Short-term headwinds to slow GDP growth across major cities
Following a year of subdued global growth in 2023, we think a further softening of economic conditions is likely next year, before activity gathers pace in 2025-26. In this context, we forecast the world’s 1,000 major cities combined will achieve GDP growth of just 2.4% per year over 2024- 26, marking not only a sizeable slowdown from the expected outturn in 2023, but also compared to the 5-year trend of 3.0% per year achieved prior to the pandemic.
What you will learn:
- In 2024, economic growth in many European cities will be hampered by the lagged impact of tighter monetary policies, the recent cost of living squeeze, uncertainty around house prices, and consequent slowdowns in consumer spending. There will, however, be some cities that weather the storm better than others.
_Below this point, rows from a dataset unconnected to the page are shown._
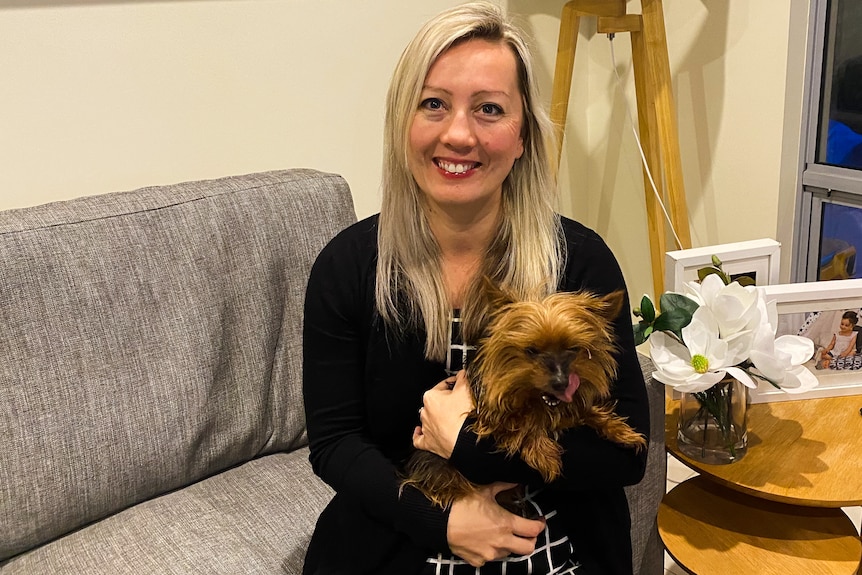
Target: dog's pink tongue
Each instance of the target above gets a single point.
(574, 384)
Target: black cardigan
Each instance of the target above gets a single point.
(363, 384)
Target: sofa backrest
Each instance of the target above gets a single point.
(149, 339)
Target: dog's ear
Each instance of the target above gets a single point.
(612, 304)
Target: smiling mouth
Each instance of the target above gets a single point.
(456, 168)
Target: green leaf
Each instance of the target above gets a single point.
(703, 272)
(673, 301)
(639, 329)
(647, 309)
(672, 320)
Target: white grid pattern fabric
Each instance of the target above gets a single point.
(458, 354)
(553, 555)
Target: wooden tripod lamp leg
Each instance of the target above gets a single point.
(569, 23)
(648, 131)
(656, 48)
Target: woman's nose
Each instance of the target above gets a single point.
(459, 131)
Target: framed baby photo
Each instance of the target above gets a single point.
(829, 313)
(757, 259)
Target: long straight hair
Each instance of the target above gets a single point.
(526, 253)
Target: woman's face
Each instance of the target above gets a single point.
(467, 132)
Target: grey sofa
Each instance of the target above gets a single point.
(151, 416)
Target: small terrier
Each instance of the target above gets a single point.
(542, 367)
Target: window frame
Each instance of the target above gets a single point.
(818, 183)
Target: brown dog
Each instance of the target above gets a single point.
(543, 367)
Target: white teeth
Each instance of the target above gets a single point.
(455, 168)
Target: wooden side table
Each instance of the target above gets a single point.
(777, 510)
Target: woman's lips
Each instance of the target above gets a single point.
(456, 168)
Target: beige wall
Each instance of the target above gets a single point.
(105, 95)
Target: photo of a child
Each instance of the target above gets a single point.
(843, 347)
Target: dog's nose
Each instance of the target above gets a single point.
(559, 375)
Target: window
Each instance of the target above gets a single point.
(829, 220)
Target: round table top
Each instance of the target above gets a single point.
(710, 529)
(806, 452)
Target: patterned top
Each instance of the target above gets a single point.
(553, 554)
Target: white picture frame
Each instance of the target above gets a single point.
(801, 307)
(757, 258)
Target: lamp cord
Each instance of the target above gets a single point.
(638, 140)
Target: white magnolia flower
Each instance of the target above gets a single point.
(702, 359)
(780, 359)
(735, 307)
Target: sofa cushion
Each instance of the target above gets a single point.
(149, 339)
(253, 519)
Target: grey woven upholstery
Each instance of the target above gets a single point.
(151, 416)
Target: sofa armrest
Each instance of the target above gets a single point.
(644, 498)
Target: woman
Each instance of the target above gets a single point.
(468, 192)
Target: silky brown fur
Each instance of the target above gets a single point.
(529, 349)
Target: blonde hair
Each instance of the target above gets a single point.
(526, 254)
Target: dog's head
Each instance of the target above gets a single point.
(559, 349)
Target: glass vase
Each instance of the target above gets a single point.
(713, 424)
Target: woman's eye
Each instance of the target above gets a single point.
(432, 104)
(491, 109)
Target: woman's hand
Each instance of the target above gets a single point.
(442, 415)
(479, 530)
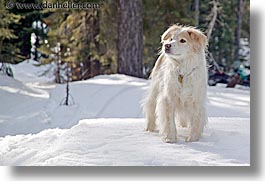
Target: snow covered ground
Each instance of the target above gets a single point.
(105, 125)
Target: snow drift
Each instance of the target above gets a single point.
(105, 125)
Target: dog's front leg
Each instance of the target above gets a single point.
(198, 120)
(165, 116)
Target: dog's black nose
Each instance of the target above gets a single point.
(167, 46)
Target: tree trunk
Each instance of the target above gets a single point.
(214, 14)
(238, 28)
(130, 38)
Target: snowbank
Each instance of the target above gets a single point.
(36, 130)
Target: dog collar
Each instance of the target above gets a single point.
(181, 76)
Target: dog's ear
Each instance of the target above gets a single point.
(198, 37)
(167, 33)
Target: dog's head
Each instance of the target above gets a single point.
(180, 41)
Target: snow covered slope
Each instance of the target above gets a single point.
(105, 125)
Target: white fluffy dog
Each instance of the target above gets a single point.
(177, 92)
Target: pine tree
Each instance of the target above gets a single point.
(8, 50)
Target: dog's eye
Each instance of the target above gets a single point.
(182, 41)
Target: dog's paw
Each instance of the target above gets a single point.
(149, 129)
(169, 140)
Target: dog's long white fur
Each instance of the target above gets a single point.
(170, 102)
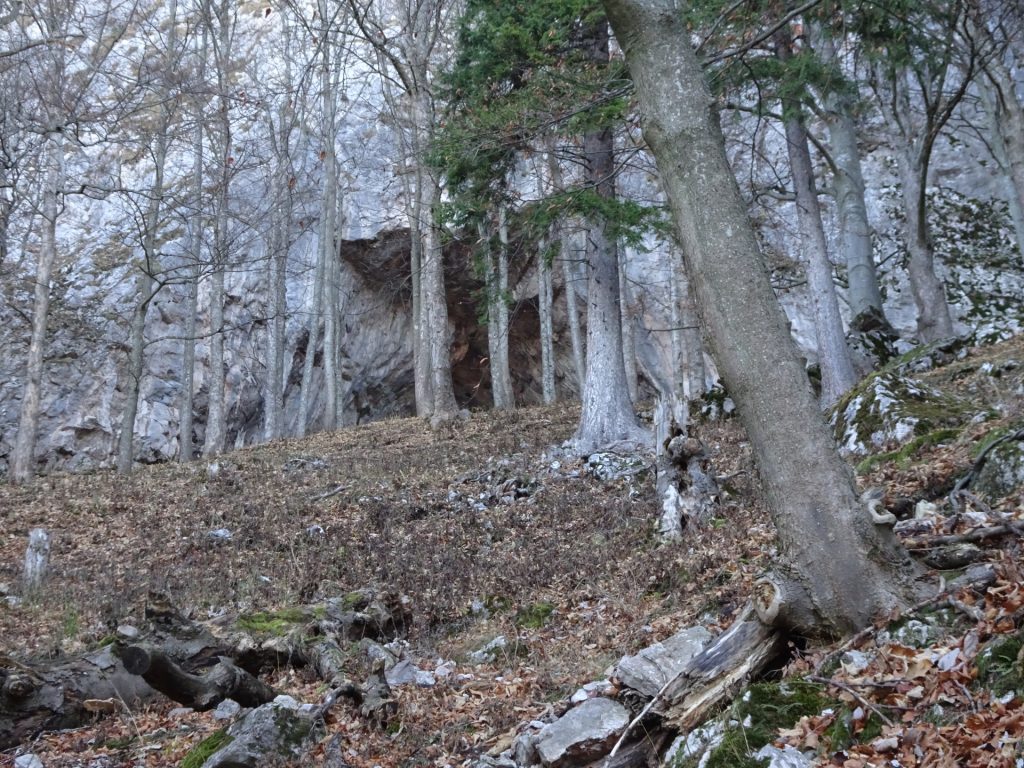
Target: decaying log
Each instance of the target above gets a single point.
(686, 491)
(201, 692)
(718, 672)
(36, 697)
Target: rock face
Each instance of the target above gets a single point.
(1003, 472)
(92, 296)
(584, 733)
(267, 735)
(649, 670)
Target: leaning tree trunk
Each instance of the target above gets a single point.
(545, 300)
(855, 232)
(24, 455)
(576, 330)
(607, 415)
(838, 570)
(1006, 120)
(444, 408)
(629, 329)
(834, 354)
(913, 156)
(194, 251)
(498, 340)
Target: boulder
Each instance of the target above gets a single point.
(582, 734)
(268, 735)
(648, 671)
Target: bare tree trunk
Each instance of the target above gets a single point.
(865, 299)
(215, 422)
(435, 302)
(1006, 127)
(545, 301)
(312, 340)
(629, 330)
(195, 249)
(607, 415)
(834, 354)
(934, 321)
(498, 320)
(913, 153)
(838, 570)
(571, 311)
(329, 211)
(146, 287)
(23, 457)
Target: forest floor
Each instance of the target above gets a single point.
(491, 529)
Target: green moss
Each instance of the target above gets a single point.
(764, 708)
(1000, 666)
(271, 623)
(202, 752)
(534, 616)
(902, 456)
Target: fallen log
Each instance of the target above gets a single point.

- Most North American cities will see GDP growth slow in 2024, with many battling to avoid contractions. Weak activity in interest rate sensitive sectors including finance, insurance, and real estate will be a prominent feature. Latin American cities will also see GDP growth slow sharply in 2024 before rebounding in 2025-26.
- Whilst 2024 will be a challenging year for advanced city economies, many in emerging market cities should see a more positive GDP growth outturn in 2024 than 2023, with those in Africa and the Middle East performing particularly well.
- The short-term outlook for the world’s 20 largest cities is sluggish, especially when compared to pre-pandemic growth. That said, these 20 cities alone will contribute one fifth of the expected GDP increase across the 1,000 cities covered in this analysis.